“What’s missing is leadership,” the 94-year-old Schmidt wrote in Die Zeit, the weekly newspaper he publishes. But at the same time he warned against Germany taking a dominate position in Europe. “Only the German-French tandem can take the lead in Europe,” he said. “We should avoid a German leadership role!”
He said that even though he had been raised an Anglophile in Hamburg, he had realized in the early 1960s that “you can’t do anything without France.” Now he would also include Poland in that axiom, he said.
Schmidt also said that the only European figure whose anti-crisis policy had been successful in 2012 was Mario Draghi, head of the European Central Bank (ECB), whose decision to buy up government bonds from troubled European countries had been “relatively inflation-free.”
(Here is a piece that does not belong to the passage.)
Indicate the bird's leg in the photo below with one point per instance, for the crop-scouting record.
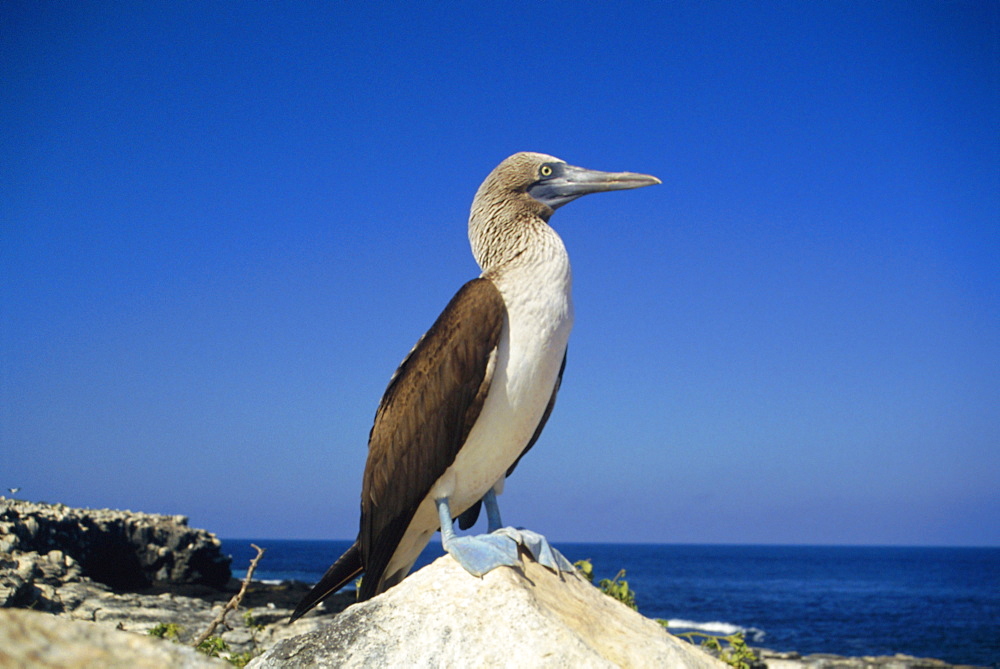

“All the German fear-mongering about impending inflation was superfluous,” Schmidt wrote. Merkel, meanwhile, had mainly worked on putting off uncomfortable truths until after the general election in autumn 2013, he added.
Schmidt also threw his weight behind the European Union project, saying all Europeans had a “moral duty” towards solidarity – which he said was the original motive behind the creation of the political bloc. “Today our solidarity with the people of Greece is just as necessary as it was then,” he wrote, before quoting Social Democratic Party politician Julius Leber, who was murdered by the Nazis in the Third Reich: “The will to power must grow out of the duty to the community.”
“But the duties to the European community will need a much greater contribution from all participants in the future,” he wrote.